We need an easy way to reference, internally, where certain resource IDs live at any given time. Given our system is made up of interconnected Elixir nodes, we don’t have to worry about the other layers (physical machines, overlay networks) and just need to know 3 things: the region, the resource type and the node reference that the process lives on. An RRP pointing to a channel resource running in the US East region could look like this:
rrp:us-east-1/hop@node-1/channels/project_0:channel_0
which takes the format of:
rrp:<region>/<node>/<resource_type>/<resource_id>
Redis as a Process Node Registry
By using Redis (or KeyDB in our case), we can rely on the extremely fast and safe lookups that it provides from every node in the network, globally. We can rely on it as an SSoT (single source of truth), even during network partitions, and also use it to resolve conflicts by running sanity checks against RRPs.
Putting these Concepts to Work
Schrodinger’s Node
When a node looks up an RRP from Redis, it can easily perform a local lookup to
check if the node that the RRP claims a process is running on is actually up
(with OTP’s :erlang.nodes/1
). If not, it can start it on the current node
instead, and update the RRP value.
Race Condition Resolution
When nodes claim ownership of existing RRPs, it optimistcally assigns RRP values (before the resource is actually created) in attempt to prevent call race conditions. However, there is still an error margin within the latency of reading and updating an RRP value where two or more nodes may create the same resource at once.
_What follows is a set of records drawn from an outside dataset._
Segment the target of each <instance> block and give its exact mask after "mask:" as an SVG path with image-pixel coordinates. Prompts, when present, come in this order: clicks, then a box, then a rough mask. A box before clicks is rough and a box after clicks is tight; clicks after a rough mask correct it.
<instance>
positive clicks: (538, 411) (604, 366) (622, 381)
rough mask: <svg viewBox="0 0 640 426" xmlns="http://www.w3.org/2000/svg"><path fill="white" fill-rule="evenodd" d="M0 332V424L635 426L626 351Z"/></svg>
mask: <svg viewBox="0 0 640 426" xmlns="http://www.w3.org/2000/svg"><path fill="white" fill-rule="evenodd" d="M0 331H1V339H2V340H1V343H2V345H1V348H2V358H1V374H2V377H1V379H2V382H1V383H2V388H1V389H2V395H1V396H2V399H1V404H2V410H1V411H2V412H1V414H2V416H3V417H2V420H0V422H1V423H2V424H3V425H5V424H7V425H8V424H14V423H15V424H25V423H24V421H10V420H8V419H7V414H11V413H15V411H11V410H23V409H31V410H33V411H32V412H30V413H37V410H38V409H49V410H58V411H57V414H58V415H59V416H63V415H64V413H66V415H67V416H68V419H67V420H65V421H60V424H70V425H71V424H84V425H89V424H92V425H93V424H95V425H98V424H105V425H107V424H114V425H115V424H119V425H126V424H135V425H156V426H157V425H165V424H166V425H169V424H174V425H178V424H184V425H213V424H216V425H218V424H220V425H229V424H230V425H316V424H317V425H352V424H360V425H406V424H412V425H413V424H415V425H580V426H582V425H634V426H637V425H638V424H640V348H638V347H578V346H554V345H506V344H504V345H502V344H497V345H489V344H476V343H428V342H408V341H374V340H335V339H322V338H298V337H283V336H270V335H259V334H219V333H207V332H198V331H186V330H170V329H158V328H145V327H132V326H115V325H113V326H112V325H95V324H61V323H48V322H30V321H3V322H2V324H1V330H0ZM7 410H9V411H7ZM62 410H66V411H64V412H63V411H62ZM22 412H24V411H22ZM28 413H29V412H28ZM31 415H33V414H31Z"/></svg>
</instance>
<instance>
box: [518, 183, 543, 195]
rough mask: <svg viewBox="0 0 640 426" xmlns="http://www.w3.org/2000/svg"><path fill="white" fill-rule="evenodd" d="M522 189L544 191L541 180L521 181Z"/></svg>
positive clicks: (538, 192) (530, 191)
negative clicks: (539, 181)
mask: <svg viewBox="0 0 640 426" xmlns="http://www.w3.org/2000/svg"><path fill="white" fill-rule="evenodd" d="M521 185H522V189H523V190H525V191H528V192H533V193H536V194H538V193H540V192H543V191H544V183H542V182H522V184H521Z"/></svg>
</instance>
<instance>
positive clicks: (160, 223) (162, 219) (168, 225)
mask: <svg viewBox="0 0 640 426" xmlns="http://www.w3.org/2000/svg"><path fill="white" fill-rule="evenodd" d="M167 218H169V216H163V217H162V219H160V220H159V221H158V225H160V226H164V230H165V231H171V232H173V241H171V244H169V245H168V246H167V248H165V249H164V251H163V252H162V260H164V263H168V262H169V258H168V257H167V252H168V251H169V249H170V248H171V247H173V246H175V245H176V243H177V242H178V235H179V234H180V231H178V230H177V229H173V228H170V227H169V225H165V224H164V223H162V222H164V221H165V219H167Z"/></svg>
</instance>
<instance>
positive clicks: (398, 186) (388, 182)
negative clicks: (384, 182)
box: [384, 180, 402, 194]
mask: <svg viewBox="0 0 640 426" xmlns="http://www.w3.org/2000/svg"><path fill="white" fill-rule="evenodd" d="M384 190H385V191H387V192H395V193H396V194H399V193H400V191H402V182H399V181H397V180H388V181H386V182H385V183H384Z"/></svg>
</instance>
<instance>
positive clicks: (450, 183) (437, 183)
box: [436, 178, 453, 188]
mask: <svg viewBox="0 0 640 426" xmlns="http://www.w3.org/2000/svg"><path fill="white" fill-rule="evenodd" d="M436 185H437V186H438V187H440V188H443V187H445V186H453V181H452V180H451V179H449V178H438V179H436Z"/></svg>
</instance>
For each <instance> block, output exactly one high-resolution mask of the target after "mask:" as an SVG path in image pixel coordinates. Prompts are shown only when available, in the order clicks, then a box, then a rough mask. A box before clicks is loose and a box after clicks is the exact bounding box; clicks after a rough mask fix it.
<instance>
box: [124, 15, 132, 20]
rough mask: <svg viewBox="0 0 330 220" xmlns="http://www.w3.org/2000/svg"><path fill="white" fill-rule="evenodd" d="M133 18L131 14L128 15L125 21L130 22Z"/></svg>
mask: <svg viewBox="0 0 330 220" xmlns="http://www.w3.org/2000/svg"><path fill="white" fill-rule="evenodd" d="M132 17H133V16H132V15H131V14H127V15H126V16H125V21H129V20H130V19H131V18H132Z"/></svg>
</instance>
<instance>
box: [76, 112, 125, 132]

The round trip time to set an RRP is measured while an existing ownership re-claim is executed, and a timer is set internally to re-check the RRP after the RTT has passed. Because a resource claim SET operation should take half of the total RRT, we can safely assume that, if the value hasn’t changed, then this node safely owns the resource.
Hacking the CAP
We’re effectively partitioning the CAP theorem’s guarantees and using the availability we get from one service (Redis), and then pairing it with a service acting as a consistent layer (individual Elixir nodes) by optimistcally taking ownership of resources if a partition is observed.